Statistics show that most people think they're too busy. How do you get people who already feel overbooked and overcommitted to a point where they willingly offer their gifts to serve God's kingdom?

Yes, everyone is busy, even the kids. But you'll notice that if there's something that you really like to do—say, fishing—you make time for it. I play soccer. I still play in a Tuesday night league. I love soccer. I can be busy as can be, but I'm going to play soccer on Tuesday night.

So what we have to do as a church is increase the value of the kingdom in our people's hearts. And once an activity's value is increased, they'll make time for it.

How do you do that?

In the traditional way of doing church, it's "You just got to put in time" or "It's your duty." Well, in that model, church becomes one of the many responsibilities that I have to contend with every week. We can't do that anymore. That kind of leadership doesn't work in today's environment.

Instead, we have to find out how people are wired and then help them become what they want to be for the sake of the kingdom. Once you line up a person's gift with his or her ministry role, then you get people who love doing what they're doing. They'll want to make time for that.

Does this model translate to smaller churches?

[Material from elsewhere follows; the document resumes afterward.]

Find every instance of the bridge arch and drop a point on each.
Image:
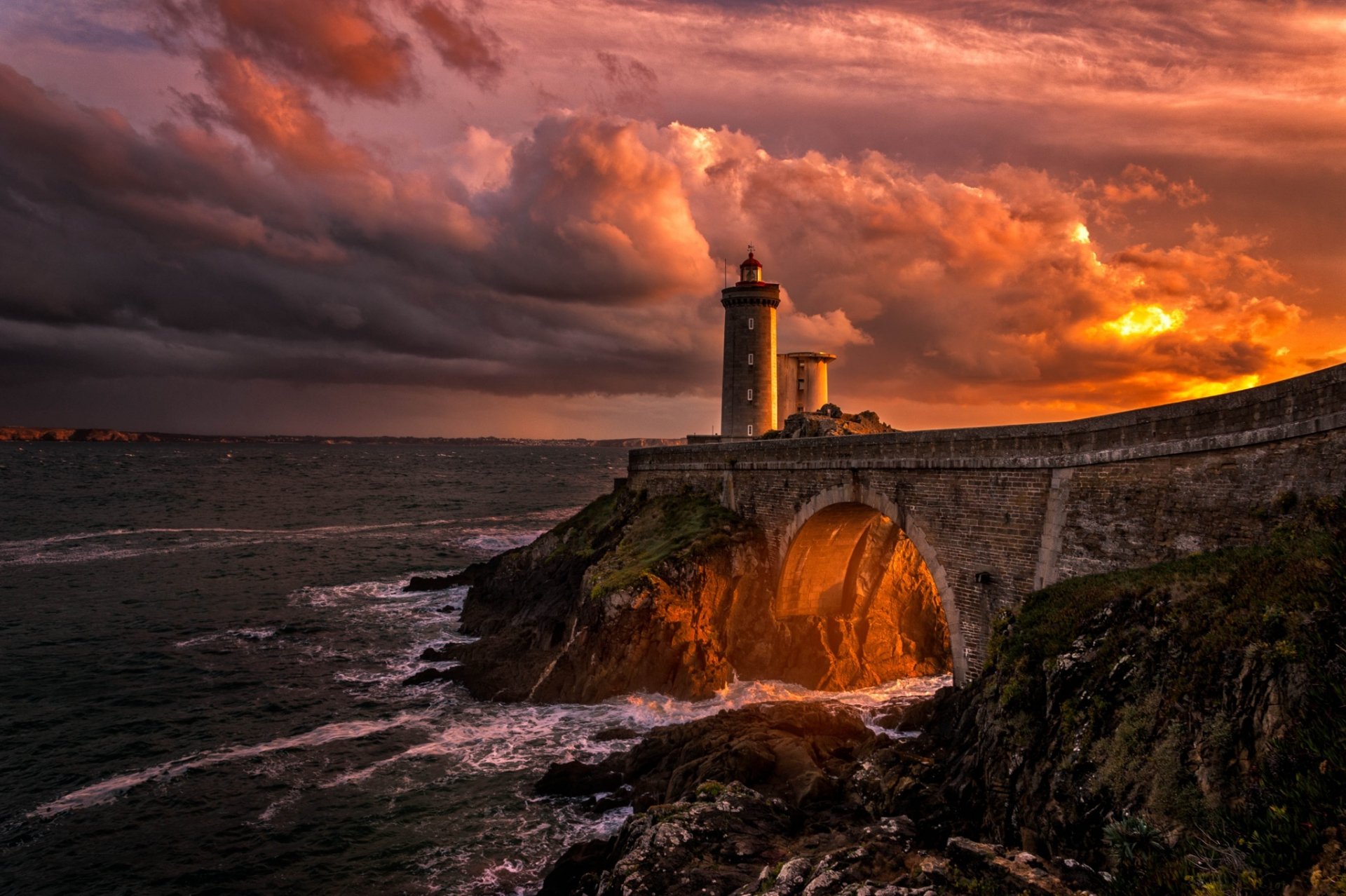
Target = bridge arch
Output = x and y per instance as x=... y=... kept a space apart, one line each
x=820 y=556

It's really the same. We did it right out of the blocks when we were planting this church. We started with about 15, went to 30, and just kept people involved. You might not have the fractal pattern. That could come later on, but you can start with the same mindset of building leaders. You can do that with two people.

As it grows, you'll need more organizational structure, and that's when the fractal concept may be helpful. But before that, no matter how large or small the church is, it's the heart of the leader that says you are incredibly important to the kingdom of God and you've got gifts inside of you that need to be released.

So in a sense, the pastor is an interpreter of dreams, and a developer of teams that can fulfill those dreams.

That's it—for God's glory. Their dreams might be caged in through character flaws, insecurities, or maybe past wounds. But I've got to somehow untangle that web. That's why I'm called as a shepherd. That's my role—to untangle that mess so that their dreams and gifts can be released for the sake of the kingdom. And when people are moving in their area of giftedness, there's maximum effectiveness and minimum weariness.

Excerpted from our sister publication Leadership Journal, © 2000 by Christianity Today International. For more articles like this, visit LeadershipJournal.net.

Discuss:

  1. What is our church's discipleship structure? What are the strengths and weaknesses of that structure?
  2. How does structuring ministry around people's passions contribute to a culture of discipleship? How would it impact discipleship in our church?
  3. What would it take to begin using fractals in our church?